The company reported improved financial performance and synergies from the CDM acquisition, with an operating income of $0.5 million compared to a previous loss. Despite increased debt, the acquisition enhanced customer perception and deal flow, with significant projects in the pipeline. Management's optimistic outlook for revenue growth in Q3 and Q4, coupled with increased sales force and strong engagement, outweighs concerns about unclear RFP timelines. Overall, the positive developments and strategic positioning suggest a likely stock price increase of 2% to 8% over the next two weeks.
Despite positive developments like the CDM acquisition and strategic plans for expansion, financial constraints and revenue decline present concerns. The Q&A reveals optimism but lacks detailed timelines and metrics. The company's low cash reserves and increased debt also weigh negatively. Overall, the sentiment is mixed, leading to a neutral prediction for stock price movement.
The earnings call reveals strong financial performance with a growing ARR and successful client partnerships. The Q&A session highlighted confidence in revenue acceleration and profitability due to previous QSR wins and upcoming projects. Despite some delays and uncertainties, the overall guidance remains optimistic with expectations of breakeven by year-end and significant leverage from future projects. The positive sentiment is further supported by SOC 2 compliance and warehouse expansion, indicating robust operational capabilities. Therefore, the stock price is likely to see a positive movement.

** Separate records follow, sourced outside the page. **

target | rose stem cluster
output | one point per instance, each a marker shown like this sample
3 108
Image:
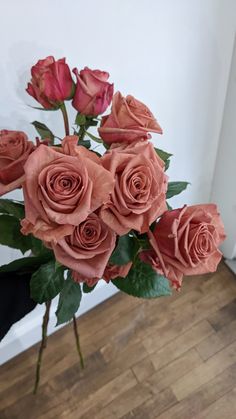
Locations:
42 345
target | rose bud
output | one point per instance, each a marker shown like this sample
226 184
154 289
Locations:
93 93
51 82
15 149
185 242
88 249
130 120
139 196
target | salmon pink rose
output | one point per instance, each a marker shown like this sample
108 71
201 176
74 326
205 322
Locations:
139 196
87 250
130 120
93 93
185 242
15 149
51 82
61 190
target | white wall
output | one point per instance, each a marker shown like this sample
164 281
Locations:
224 189
174 55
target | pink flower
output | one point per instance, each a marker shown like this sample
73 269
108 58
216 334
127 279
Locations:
139 196
51 82
61 190
93 92
185 242
88 249
15 149
130 120
115 271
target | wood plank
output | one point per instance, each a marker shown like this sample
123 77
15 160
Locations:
156 405
205 372
198 401
217 341
168 358
222 408
174 370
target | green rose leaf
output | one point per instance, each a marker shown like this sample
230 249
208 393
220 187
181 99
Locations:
87 289
80 119
25 265
43 130
46 282
85 143
10 234
10 207
164 156
94 138
125 251
168 206
175 188
69 300
143 282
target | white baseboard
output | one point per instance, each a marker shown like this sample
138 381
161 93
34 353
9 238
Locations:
27 331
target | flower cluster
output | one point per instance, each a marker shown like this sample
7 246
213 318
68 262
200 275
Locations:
105 215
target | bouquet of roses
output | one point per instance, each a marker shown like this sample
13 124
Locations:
89 216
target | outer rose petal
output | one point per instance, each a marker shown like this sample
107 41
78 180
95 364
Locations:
41 209
88 260
120 213
93 93
51 82
130 120
15 149
174 251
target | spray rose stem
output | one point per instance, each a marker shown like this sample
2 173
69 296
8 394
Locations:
77 340
65 118
42 345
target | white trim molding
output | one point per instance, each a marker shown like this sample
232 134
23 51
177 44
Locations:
27 331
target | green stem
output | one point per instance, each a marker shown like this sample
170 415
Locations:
65 118
42 345
82 133
78 342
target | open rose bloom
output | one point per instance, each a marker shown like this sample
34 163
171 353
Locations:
89 214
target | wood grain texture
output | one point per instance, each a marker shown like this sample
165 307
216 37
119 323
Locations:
170 358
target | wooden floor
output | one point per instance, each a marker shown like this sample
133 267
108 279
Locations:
173 357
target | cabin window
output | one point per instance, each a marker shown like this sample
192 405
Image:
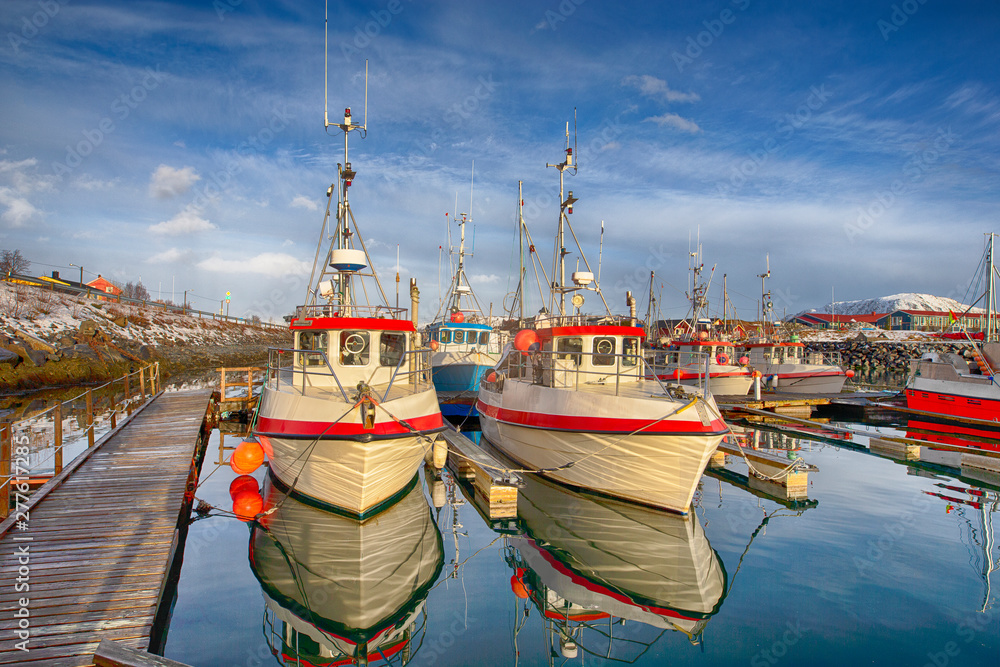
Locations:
570 348
604 351
391 347
630 350
354 348
312 340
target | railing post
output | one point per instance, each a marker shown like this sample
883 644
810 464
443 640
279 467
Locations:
90 417
57 424
5 478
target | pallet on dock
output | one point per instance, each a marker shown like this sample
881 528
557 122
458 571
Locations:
489 477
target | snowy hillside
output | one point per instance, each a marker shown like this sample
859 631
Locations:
888 304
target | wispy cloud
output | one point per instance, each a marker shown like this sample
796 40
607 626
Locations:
673 120
658 89
188 221
168 182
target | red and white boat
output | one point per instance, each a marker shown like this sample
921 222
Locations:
786 366
347 416
684 360
942 383
572 400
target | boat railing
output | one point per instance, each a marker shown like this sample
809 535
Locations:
302 368
569 370
331 310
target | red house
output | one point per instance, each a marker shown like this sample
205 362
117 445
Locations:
107 287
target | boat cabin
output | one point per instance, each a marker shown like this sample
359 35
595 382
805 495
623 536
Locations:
357 349
463 337
575 355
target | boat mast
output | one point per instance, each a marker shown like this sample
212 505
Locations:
565 207
991 303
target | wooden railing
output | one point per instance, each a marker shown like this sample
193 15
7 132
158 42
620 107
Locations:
16 474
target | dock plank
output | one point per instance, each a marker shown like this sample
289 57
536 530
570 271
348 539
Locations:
100 537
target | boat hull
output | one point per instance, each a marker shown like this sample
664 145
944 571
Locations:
319 447
615 446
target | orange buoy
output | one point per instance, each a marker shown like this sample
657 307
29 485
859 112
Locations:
247 504
247 457
524 339
242 483
517 586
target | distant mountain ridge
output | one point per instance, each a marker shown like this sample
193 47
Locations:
888 304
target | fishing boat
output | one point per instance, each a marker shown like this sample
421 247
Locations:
574 397
784 364
589 565
348 414
464 343
943 383
342 591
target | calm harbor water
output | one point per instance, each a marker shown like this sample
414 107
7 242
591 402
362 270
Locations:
891 563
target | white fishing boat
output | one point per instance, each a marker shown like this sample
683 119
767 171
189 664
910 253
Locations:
348 414
944 384
590 564
342 591
684 357
575 398
784 364
464 343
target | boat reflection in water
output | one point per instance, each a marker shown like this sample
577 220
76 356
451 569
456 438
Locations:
340 591
590 564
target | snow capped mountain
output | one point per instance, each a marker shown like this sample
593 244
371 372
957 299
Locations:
888 304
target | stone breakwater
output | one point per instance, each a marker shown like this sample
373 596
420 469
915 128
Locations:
876 355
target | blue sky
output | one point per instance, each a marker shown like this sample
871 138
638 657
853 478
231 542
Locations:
182 143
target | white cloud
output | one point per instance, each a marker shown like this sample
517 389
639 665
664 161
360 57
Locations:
301 201
655 88
274 264
19 211
168 256
187 221
168 182
673 120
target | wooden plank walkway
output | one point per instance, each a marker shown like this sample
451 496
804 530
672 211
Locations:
101 539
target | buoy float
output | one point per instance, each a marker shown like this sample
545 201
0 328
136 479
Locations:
247 457
247 504
517 586
524 339
242 483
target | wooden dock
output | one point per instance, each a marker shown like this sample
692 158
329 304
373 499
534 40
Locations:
96 545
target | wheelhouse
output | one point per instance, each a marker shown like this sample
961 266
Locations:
372 350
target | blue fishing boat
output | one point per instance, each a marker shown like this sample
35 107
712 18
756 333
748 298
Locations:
463 343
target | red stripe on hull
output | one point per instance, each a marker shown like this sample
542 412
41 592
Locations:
600 424
953 405
287 427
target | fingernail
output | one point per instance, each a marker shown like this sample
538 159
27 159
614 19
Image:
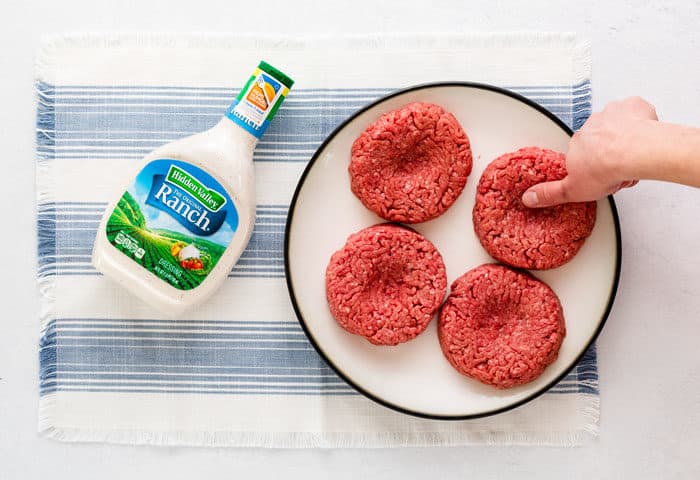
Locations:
530 199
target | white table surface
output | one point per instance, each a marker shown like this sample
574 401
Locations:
648 353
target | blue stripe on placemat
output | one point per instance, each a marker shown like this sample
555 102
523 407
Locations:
187 356
211 356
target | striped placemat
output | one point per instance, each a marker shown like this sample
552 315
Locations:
239 371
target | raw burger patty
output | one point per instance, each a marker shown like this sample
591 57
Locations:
500 326
411 164
538 238
385 284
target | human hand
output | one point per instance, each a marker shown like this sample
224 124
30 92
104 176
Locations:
597 155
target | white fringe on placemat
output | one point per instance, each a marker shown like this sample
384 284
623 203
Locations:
82 76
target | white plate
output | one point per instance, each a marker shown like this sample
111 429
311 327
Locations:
414 377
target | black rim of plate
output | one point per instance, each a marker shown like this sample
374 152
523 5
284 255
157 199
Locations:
290 285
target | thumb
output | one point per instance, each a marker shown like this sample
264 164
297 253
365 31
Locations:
546 194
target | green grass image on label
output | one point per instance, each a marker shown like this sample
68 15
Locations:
181 260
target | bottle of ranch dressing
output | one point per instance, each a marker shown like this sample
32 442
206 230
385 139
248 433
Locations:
178 228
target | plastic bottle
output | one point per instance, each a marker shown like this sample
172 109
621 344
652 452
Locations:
174 233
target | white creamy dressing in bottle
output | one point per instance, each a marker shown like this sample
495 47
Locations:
176 231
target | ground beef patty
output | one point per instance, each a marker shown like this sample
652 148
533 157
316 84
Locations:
385 284
500 326
538 238
411 164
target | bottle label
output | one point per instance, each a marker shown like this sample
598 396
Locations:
175 220
257 102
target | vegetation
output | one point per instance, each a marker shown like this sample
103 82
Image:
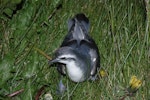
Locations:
121 29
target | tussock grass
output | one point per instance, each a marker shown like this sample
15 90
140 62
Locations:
120 29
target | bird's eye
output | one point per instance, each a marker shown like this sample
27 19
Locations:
63 58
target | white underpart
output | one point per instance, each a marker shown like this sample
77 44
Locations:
74 72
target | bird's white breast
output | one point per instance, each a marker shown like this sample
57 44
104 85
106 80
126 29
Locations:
75 73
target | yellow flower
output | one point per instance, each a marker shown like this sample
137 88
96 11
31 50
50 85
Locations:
135 83
103 73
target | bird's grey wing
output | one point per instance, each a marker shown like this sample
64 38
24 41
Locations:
92 49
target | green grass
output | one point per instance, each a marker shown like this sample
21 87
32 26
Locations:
120 29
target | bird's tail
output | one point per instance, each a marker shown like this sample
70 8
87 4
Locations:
79 24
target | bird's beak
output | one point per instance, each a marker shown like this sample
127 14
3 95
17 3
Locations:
54 61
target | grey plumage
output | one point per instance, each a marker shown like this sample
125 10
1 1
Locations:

The earnings call reveals several concerns: declining revenue and gross profit, increased debt and leverage ratios, and competitive pressures. Despite some positive developments, such as SOC 2 compliance and customer engagement, the financial health and market strategy are weak. The Q&A section highlights project delays and management's vague responses on key issues, further dampening sentiment. While there is potential in new markets and verticals, the lack of immediate positive catalysts and the absence of a share repurchase program contribute to a negative outlook.